Let’s imagine the AI divided into various submodules or subroutines (the division I use here is for illustration; the AI may be structured rather differently). It has a module I for interpreting evidence and estimating the state of the world. It has another module S for suggesting possible actions or plans (S may take input from I). It has a prediction module P which takes input from S and I and estimates the expected outcome. It has a module V which calculates its values (expected utility/expected reward/violation or not of deontological principles/etc...) based on P’s predictions. Then it has a decision module D that makes the final decision (for expected maximisers, D is normally trivial, but D may be more complicated, either in practice, or simply because the agent isn’t an expected maximiser).

Add some input and output capabilities, and we have a passable model of an agent. Now, let’s make it superintelligent, and see what can go wrong.

We can “add superintelligence” in most of the modules. P is the most obvious: near perfect prediction can make the agent extremely effective. But S also offers possibilities: if only excellent plans are suggested, the agent will perform well. Making V smarter may allow it to avoid some major pitfalls, and a great I may make the job of S and P trivial (the effect of improvements to D depend critically on how much work D is actually doing). Of course, maybe several modules become better simultaneously (it seems likely that I and P, for instance, would share many subroutines); or maybe only certain parts of them do (maybe S becomes great at suggesting scientific experiments, but not conversational responses, or vice versa).

Breaking bad

But notice that, in each case, I’ve been assuming that the modules become better at what they were supposed to be doing. The modules have implicit goals, and have become excellent at that. But the explicit “goals” of the algorithms—the code as written—might be very different from the implicit goals. There are two main ways this could then go wrong.

The first is if the algorithms becomes extremely effective, but the output becomes essentially random. Imagine that, for instance, P is coded using some plausible heuristics and rules of thumb, and we suddenly give P many more resources (or dramatically improve its algorithm). It can look through trillions of times more possibilities, its subroutines start looking through a combinatorial explosion of options, etc… And in this new setting, the heuristics start breaking down. Maybe it has a rough model of what a human can be, and with extra power, it starts finding that rough model all over the place. Thus, predicting that rocks and waterfalls will respond intelligently when queried, P becomes useless.

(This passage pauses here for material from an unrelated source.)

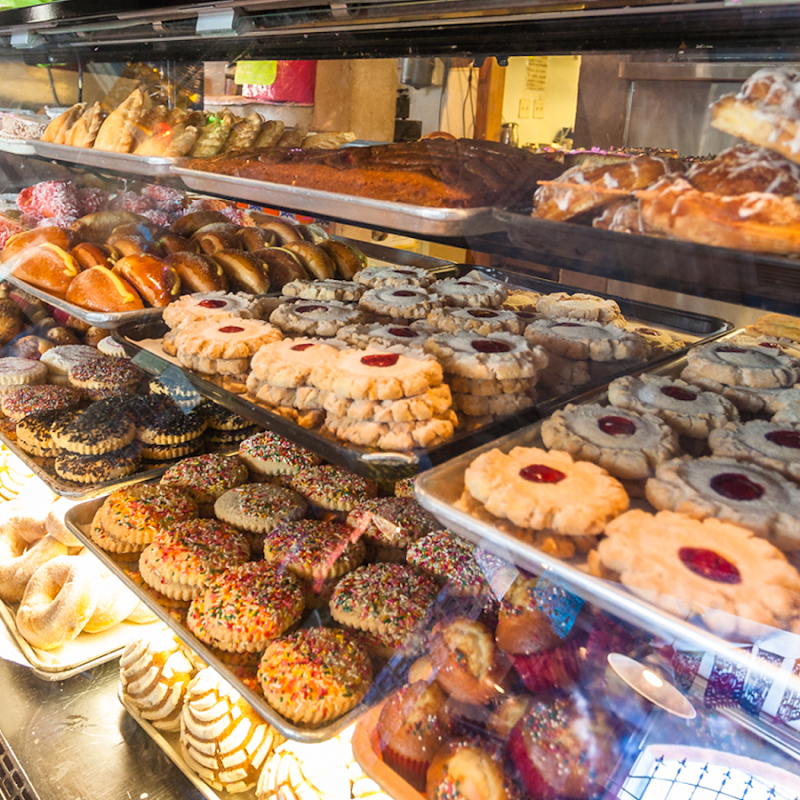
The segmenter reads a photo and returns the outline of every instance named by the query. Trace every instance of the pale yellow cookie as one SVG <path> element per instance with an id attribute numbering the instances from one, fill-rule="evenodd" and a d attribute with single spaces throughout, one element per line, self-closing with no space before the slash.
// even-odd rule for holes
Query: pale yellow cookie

In most cases, this would not be a problem. The AI would become useless and start doing random stuff. Not a success story, but not a disaster, either. Things are different if the module V is affected, though. If the AI’s value system becomes essentially random, but that AI was otherwise competent—or maybe even superintelligent—it would start performing actions that could be very detrimental. This could be considered a form of wireheading.

More serious, though is if the modules become excellent at achieving their “goals”, as if they were themselves goal-directed agents. Consider module D, for instance. If its task was mainly to pick the action with the highest V rating, and it became adept at predicting the output of V (possibly using P? or maybe it has the ability to ask for more hypothetical options from S, to be assessed via V), it could start to manipulate its actions with the sole purpose of getting high V-ratings. This could include deliberately choosing actions that lead to V giving artificially high ratings in future, to deliberately re-wiring V for that purpose. And, of course, it is now motivated to keep V protected to keep the high ratings flowing in. This is essentially wireheading.

Other modules might fall into the familiar failure patterns for smart AIs—S, P, or I might influence the other modules so that the agent as a whole gets more resources, allowing S, P, or I to better compute their estimates, etc...

So it seems that, depending on the design of the AI, wireheading might still be an issue even for agents that seem immune to it. Good design should avoid the problems, but it has to be done with care.